In this study, researchers from Google Deepmind, Princeton University, and Stanford University apply this evolutionary notion to the field of LLMs, which is motivated by the importance of tool making to humans. The system they suggest, dubbed LLM as Tool Makers (LATM), allows LLMs to create their own reusable tools to take on new responsibilities. Their strategy consists of two crucial phases: 1) tool creation: An LLM, often called a tool builder, creates tools (implemented as Python functions), especially for a specific job. 2) application of the tool: a second LLM, known as the user of the tool, who may be the same person who created the tool, applies the tools to serve new requests. Due to the two-stage design, LATM is able to assign work to the most qualified LLM at each stage.
In particular, a powerful but resource-intensive model (such as GPT-4) can model the proficient tool creation process. On the other hand, a lightweight and affordable model (such as the GPT-3.5 Turbo) can be attributed to the significantly easier procedure for using tools. This method greatly reduces the average computing cost of handling multiple jobs while improving the problem-solving skills of LLMs. For a particular capacity, the tool making procedure only needs to be performed once. Therefore, the produced tools can be applied to multiple task instances.
This method provides a scalable and inexpensive alternative to address challenging problems. Think of a scenario where a user asks the LLM to set up a meeting that works for everyone (for example, through email exchanges). Complex arithmetic reasoning problems are often difficult for lightweight machines like the GPT-3.5 Turbo to solve. However, stronger models, such as GPT-4, can get the answers right and have significantly higher inference costs. By taking a powerful but expensive model as a toolmaker and turning it over to a profitable model as a tool user, LATM overcomes these obstacles.

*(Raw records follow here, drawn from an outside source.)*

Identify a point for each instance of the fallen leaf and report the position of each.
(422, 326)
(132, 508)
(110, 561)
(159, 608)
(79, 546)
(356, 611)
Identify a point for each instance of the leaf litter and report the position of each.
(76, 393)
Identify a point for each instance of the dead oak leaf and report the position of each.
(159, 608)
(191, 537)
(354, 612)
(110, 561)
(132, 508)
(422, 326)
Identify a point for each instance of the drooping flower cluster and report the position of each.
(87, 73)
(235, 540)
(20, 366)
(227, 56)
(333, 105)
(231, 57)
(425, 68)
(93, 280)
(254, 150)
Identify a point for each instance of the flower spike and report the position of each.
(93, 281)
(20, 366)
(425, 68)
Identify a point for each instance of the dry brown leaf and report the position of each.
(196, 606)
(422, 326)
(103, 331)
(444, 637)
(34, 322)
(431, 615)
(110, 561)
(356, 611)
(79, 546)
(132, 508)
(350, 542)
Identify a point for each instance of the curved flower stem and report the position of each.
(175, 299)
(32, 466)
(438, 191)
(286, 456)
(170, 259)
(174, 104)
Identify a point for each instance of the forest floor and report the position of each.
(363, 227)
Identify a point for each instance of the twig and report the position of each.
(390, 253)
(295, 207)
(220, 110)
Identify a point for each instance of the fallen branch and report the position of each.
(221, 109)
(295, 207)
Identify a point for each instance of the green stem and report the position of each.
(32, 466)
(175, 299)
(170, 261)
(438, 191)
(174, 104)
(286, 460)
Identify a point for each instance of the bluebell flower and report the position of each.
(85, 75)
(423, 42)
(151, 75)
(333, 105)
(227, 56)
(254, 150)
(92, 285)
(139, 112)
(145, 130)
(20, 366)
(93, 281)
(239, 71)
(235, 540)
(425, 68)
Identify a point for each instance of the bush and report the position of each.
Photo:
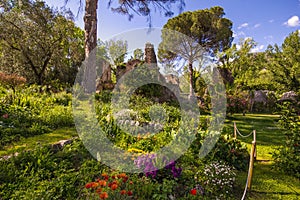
(287, 158)
(231, 151)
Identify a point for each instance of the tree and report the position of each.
(200, 32)
(45, 45)
(117, 51)
(285, 62)
(138, 54)
(249, 69)
(125, 7)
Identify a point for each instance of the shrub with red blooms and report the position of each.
(193, 191)
(11, 80)
(115, 186)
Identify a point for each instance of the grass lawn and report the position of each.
(44, 139)
(267, 183)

Once the tool has been forged, the user can use the tool to perform work quickly and efficiently once the tool has been forged.
This paradigm can also be used to address familiar games like 24-game Sudoku and repetitive work on other processes such as parsing and parsing online articles into certain data formats or creating routing plans that meet various specialized requirements. They also add the dispatcher, a lighter LLM, which decides if an incoming problem can be solved with already existing tools or if a new tool should be developed. This gives your architecture an additional degree of dynamics and allows for the creation and use of tools in real time. His essays demonstrate the effectiveness of this strategy on a variety of difficult Big Bench problems and difficult thinking tasks in general.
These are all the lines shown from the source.